Monthly Archives: December 2017

Who imagined epistemology would be cyclical?

I am eager to read Mark Pesce’s new essay , “The Last Days of Reality“.  Unfortunately it’s subscriber only at the moment. You can listen to his talk at one of the launch events. At first glance the notion of reality ending used to seem to be a stretch. Now we have “fake news” and Vox writing about epistemic crisis.

Technology has now gotten so advanced , it can obscure standards of truth, whether that’s changing the weather in a picture or the text of an audio.  What happens to truth when images and audio are no longer authoritative?  We actually have an idea of the answer to that question, thanks to the past.

James Burke described the opposite transformation in episode four of The Day the Universe Changed, “A Matter of Fact.” The episode begins with a description of epistemology prior to the printing press.  Burke argues that truth, in a mostly illiterate society, was grounded in relationships. Something was true because someone you trusted said it was.  Burke points out that this epistemology is preserved in things like oral personal testimony in court. He then goes on to explain how printing changed that.

Is it possible that “everything old is new again?” We see this in the way social media has changed news consumption.  More and more of the news we see comes from the things our friends bring to our attention.  Our news world comes from the people we trust.  Sound familiar?

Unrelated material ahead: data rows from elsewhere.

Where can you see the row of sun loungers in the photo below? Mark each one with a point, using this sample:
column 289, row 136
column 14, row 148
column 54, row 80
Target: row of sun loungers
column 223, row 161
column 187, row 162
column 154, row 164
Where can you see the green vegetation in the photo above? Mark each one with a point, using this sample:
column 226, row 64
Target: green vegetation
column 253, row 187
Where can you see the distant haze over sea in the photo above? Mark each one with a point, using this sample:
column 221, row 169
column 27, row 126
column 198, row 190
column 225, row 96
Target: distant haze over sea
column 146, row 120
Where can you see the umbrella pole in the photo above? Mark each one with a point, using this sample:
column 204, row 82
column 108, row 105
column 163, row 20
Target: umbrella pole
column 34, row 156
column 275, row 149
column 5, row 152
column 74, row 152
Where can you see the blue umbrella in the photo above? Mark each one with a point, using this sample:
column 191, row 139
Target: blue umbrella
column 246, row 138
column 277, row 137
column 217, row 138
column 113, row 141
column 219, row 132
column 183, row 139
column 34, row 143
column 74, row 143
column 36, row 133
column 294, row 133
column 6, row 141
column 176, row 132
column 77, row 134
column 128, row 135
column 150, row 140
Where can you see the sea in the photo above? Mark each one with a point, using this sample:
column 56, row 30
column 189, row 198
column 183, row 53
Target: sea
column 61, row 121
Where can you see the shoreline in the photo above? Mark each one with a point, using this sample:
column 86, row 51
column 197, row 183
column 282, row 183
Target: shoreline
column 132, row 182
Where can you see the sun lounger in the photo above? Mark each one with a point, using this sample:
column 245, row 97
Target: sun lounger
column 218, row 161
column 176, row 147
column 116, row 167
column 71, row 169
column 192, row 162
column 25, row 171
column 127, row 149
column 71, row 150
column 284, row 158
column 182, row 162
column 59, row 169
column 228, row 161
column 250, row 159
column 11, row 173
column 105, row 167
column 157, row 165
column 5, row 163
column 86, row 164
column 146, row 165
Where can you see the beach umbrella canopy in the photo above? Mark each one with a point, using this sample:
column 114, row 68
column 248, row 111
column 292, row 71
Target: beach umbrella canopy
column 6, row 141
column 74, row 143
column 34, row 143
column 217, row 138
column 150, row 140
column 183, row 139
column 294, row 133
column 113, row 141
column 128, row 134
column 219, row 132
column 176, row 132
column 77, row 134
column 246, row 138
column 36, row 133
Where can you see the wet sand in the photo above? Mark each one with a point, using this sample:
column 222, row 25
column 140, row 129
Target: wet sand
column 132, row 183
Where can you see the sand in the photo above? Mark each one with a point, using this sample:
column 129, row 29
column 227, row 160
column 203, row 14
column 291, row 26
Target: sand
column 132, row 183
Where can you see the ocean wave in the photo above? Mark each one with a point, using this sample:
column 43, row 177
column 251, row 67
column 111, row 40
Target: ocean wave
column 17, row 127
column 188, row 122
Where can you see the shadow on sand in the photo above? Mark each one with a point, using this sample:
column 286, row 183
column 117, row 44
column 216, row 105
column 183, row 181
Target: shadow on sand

There’s of course a huge difference in this model now and how it worked hundreds of years ago.  In the middle ages, most people communicated face to face.  You knew that your source was who they said they were because you looked them in the eye, with a few notable exceptions like Martin Guerre. Today, things aren’t that simple. Given the relative lack of encryption in person to person communications, there are few assurances that the email, tweet or facebook comment comes from the person who is its alleged author.  It’s possible that improvements in usable encryption will make it easier to verify identity online. If we are going to rely on relationships for our personal reality, this sort of verification is very important. Even if verification improves, what if , as Vox alleges is already happening, there are no shared authorities?